Ante la fuerza que cobraba la voz de Sebastián, Malena decidió que convenía serenar los ánimos. Estaba agitada, tenía los ojos húmedos y la garganta cerrada. El llanto la amenazaba, y no estaba dispuesta a liberarlo.

—Sebas, dejemos esta conversación —pidió con calma—. Nos llevamos bien, somos buenos amigos, nos divertimos juntos y tenemos un sexo genial. Disfrutémoslo mientras dure, tal como hicimos en la adolescencia. Parecíamos más inteligentes en esa época que ahora.

Sebastián inspiró profundo y se alejó lentamente de Malena. Por un instante ella creyó que él había aceptado la tregua, pero se sintió una ingenua al oír su respuesta.

—Si para vos esta relación no es más que un rato agradable con un amigo que además te da buen sexo, una pasión sin nada profundo detrás, que de todos modos está destinada a terminar, es mejor que termine ahora. No coincidimos en lo que queremos, y cuando eso sucede, es mejor no avanzar.

Habló con tanta serenidad que a Malena se le congeló la respiración. Su corazón, en cambio, se aceleró tanto que parecía a punto de estallar. Pestañeó varias veces de manera apresurada, y entonces una lágrima resbaló por su mejilla. Oh, no, pensó. Yo sabía que esto iba a pasar, pero no tan pronto. ¿Cómo hago para dejarte ir? ¿Cómo sigo después de esto? Es mejor ahora que después. Es mejor mientras pueda evitar amarte.

Sopesó miles de opciones en un segundo. La que prevalecía era esa en la que ella abrazaba a Sebastián y le gritaba que lo amaba igual o más que cuando tenía diecisiete años, pero no fue la que se materializó. En la cruda realidad, Malena se escurrió la lágrima tan rápido como sus dedos se lo permitieron y suspiró para darse ánimos.

—Tenés razón —aceptó sin objetar—. Es mejor que no volvamos a vernos.

Sebastián la miró, pero no emitió palabra. La observó ponerse de pie y recoger su bolso, pensando en pedirle perdón; había sido muy duro, y sus sentimientos le impedían anteponerla a su dolor. Sabía muy bien que Malena tenía miedo, que su autoestima se había destrozado con el abandono de su marido y que estaba buscando todas las excusas posibles para no involucrarse en una relación que pudiera causarle nuevas heridas.
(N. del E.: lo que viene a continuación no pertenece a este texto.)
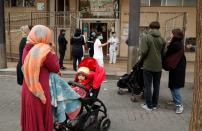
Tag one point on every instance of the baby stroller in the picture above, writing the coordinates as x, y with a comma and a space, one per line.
93, 111
133, 81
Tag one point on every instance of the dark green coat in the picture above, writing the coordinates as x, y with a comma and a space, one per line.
152, 47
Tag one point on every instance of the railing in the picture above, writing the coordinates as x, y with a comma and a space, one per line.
70, 21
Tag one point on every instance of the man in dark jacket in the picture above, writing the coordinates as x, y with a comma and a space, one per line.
62, 47
151, 50
77, 42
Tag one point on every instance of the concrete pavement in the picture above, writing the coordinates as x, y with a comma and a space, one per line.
124, 114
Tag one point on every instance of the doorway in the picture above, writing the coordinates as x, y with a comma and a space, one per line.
62, 5
101, 27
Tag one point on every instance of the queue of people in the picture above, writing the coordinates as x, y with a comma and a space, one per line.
38, 60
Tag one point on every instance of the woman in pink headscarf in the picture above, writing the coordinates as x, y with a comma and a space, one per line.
38, 62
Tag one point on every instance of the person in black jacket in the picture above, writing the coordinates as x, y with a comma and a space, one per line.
177, 75
62, 47
25, 31
77, 42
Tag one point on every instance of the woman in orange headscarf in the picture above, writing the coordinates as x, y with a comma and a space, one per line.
38, 62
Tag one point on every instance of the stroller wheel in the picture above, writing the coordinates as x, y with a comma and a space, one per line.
105, 124
120, 92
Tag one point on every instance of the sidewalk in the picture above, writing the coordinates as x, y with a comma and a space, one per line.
124, 114
113, 71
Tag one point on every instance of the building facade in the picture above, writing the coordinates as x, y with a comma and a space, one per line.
104, 16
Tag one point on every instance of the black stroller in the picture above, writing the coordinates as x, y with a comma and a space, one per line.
133, 81
93, 113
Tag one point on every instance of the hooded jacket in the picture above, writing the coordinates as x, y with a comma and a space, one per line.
77, 41
152, 47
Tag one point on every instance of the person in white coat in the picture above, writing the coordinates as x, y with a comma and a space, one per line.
98, 53
113, 42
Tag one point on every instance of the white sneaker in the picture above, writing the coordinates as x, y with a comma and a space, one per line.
179, 109
144, 106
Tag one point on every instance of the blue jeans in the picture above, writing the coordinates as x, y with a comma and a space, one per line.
151, 78
177, 98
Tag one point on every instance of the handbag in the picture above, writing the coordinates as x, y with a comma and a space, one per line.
170, 62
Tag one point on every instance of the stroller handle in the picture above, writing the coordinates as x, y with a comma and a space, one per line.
77, 84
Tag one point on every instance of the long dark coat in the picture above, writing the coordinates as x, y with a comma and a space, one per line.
177, 76
36, 116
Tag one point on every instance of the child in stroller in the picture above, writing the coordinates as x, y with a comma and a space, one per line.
133, 82
89, 109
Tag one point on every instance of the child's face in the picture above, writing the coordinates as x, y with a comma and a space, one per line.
81, 77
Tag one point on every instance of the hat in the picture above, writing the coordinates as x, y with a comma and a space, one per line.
83, 70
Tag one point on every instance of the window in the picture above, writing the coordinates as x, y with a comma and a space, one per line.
168, 2
20, 3
99, 8
145, 2
174, 3
6, 3
189, 2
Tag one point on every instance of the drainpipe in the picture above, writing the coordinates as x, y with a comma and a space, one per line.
133, 39
3, 62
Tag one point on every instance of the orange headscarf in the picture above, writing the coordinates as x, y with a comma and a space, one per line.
40, 37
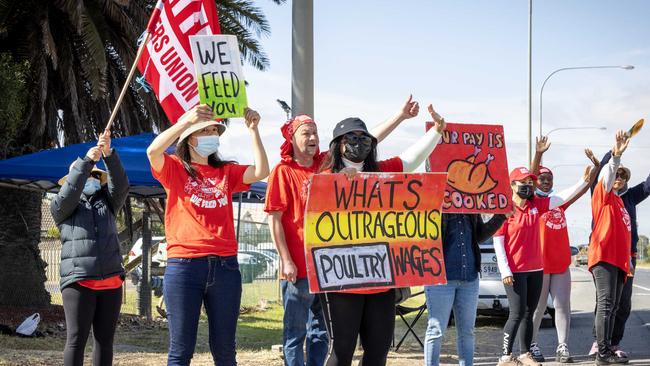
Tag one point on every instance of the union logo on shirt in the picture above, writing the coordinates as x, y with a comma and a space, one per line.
626, 218
555, 219
206, 192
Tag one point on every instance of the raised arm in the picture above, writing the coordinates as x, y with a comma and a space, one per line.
260, 169
422, 148
410, 109
118, 182
156, 151
622, 141
541, 146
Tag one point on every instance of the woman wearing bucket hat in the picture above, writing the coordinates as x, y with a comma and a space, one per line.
366, 314
556, 253
202, 266
518, 251
91, 264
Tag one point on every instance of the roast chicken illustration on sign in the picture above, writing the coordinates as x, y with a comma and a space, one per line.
470, 175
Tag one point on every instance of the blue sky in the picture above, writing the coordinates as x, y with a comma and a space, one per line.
469, 58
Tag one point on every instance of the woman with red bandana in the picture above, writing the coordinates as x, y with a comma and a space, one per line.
518, 250
556, 253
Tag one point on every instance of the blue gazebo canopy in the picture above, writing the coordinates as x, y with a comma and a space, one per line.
42, 170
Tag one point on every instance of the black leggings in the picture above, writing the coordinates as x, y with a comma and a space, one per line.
84, 308
349, 316
523, 297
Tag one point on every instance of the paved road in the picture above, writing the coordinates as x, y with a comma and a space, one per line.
637, 334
Pero amar es sufrir… o al menos así lo había entendido él desde que todo lo que amaba de alguna manera sufría, incluso él.

No la ayudaría si se quedaba a su lado bajo aquellas injustas condiciones, porque estaba seguro de que ante un mínimo desequilibrio, ella saldría corriendo. Tampoco estaba dispuesto a que pusiera en duda su amor todo el tiempo o a que le recriminara cosas que no sentía. Y además, estaba seguro de que Malena volvería. Tenía que hacerlo, porque lo amaba aunque tratara de convencerse de lo contrario, y cuando lo reconociera, entonces sí podría sanarla.

Estuvo a punto de pedirle que se quedara un momento más, no quería que se fuera en ese estado de agitación y tristeza. Pero no lo hizo. Tan solo la observó caminar hasta la puerta y luego atravesarla, y él se quedó con la mirada fija en su fantasma luego de que ella había desaparecido.

Lo malo de ser fuerte era que cada sentimiento cobraba una intensidad inusitada, y en ese momento amaba tanto, que el dolor y el miedo podían confundirse con la misma muerte.